The Cohen article is not long and I suggest you read it if you want to get an idea of where the conservatives heads are at on Darwin. There seem to be many like Mr West who just reject it as unbiblical. There seems to few like Mr Arnhart who hopefully misuse the ideas. There are a few who wisely suggest to other conservatives that biology is orthogonal to politics:
Andrew Ferguson in The Weekly Standard and Carson Holloway in his 2006 book, “The Right Darwin? Evolution, Religion and the Future of Democracy,” for example, have written that jumping from evolutionary science to moral conclusions and policy proposals is absurd.The big conclusion was that conservatives of all stripes need to engage on the topic and that sounds like the smartest thing any of them said. They are badly stuck and talking among themselves might help. As it stands, their pronouncements of moral depravity lurking in Darwinism only hurt them. It may be "only a theory" But Perhaps Arnhart will drift over to the liberal camp when he notices what he has been saying:...

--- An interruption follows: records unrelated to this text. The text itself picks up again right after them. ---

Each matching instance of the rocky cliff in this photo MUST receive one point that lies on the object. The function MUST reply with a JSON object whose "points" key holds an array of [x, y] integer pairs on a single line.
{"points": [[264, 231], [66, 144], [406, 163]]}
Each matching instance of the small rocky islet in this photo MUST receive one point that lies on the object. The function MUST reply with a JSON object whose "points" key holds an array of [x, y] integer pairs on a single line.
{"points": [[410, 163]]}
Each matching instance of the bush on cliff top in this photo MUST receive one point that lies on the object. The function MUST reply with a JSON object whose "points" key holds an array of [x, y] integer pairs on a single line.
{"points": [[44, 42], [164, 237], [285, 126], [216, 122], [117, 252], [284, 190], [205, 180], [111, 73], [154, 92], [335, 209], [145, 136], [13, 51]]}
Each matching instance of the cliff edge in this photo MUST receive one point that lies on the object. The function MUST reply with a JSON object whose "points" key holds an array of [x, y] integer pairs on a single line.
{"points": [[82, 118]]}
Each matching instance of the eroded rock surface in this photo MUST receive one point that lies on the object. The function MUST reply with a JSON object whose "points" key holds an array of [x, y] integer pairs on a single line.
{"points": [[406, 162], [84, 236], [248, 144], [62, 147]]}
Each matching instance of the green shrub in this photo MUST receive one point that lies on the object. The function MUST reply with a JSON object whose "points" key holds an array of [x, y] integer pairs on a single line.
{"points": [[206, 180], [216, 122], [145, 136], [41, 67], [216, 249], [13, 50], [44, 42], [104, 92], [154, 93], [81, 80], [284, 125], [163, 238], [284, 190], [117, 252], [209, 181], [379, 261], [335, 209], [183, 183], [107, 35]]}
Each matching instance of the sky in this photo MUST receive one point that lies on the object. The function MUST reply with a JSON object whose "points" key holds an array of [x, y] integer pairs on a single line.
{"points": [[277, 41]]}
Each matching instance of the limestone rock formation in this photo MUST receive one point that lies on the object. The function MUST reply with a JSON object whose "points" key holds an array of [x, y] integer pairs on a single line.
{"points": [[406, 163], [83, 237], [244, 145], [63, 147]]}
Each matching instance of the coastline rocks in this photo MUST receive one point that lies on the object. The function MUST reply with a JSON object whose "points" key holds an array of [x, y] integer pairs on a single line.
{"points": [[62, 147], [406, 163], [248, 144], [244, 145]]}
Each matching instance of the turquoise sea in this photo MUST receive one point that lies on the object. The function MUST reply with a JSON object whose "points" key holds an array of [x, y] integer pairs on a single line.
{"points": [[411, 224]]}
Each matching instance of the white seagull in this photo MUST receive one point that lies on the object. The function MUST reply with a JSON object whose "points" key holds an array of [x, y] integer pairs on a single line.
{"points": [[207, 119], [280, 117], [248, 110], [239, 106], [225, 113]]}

Mr. Arnhart said that having been so badly burned by social Darwinism, many conservatives today did not want “to get involved in these moral and political debates, and I think that’s evasive.”
... or maybe not
While Darwinism does not resolve specific policy debates, Mr. Arnhart said in an interview on Thursday, it can provide overarching guidelines. Policies that are in tune with human nature, for example, like a male military or traditional social and sex roles, he said, are more likely to succeed. He added that “moral sympathy for the suffering of fellow human beings” allows for aid to the poor, weak and ill.
Cohen mentioned briefly one liberal author on the topic of evolution as applied to politics and I think it is interesting that right in the title of his book, this author shows an understanding of the complimentary rolls of competitiveness and cooperation in defining fitness. Conservatives seem mostly to grasp only the competitiveness as the mainspring of evolution. But I knew that.
I believe things I know could turn out need correction. One of my few beliefs. The Titanic was operated with the belief that it could not sink. The icebergs just drift.
Only by knowing you could be wrong do you enable yourself to ever be right.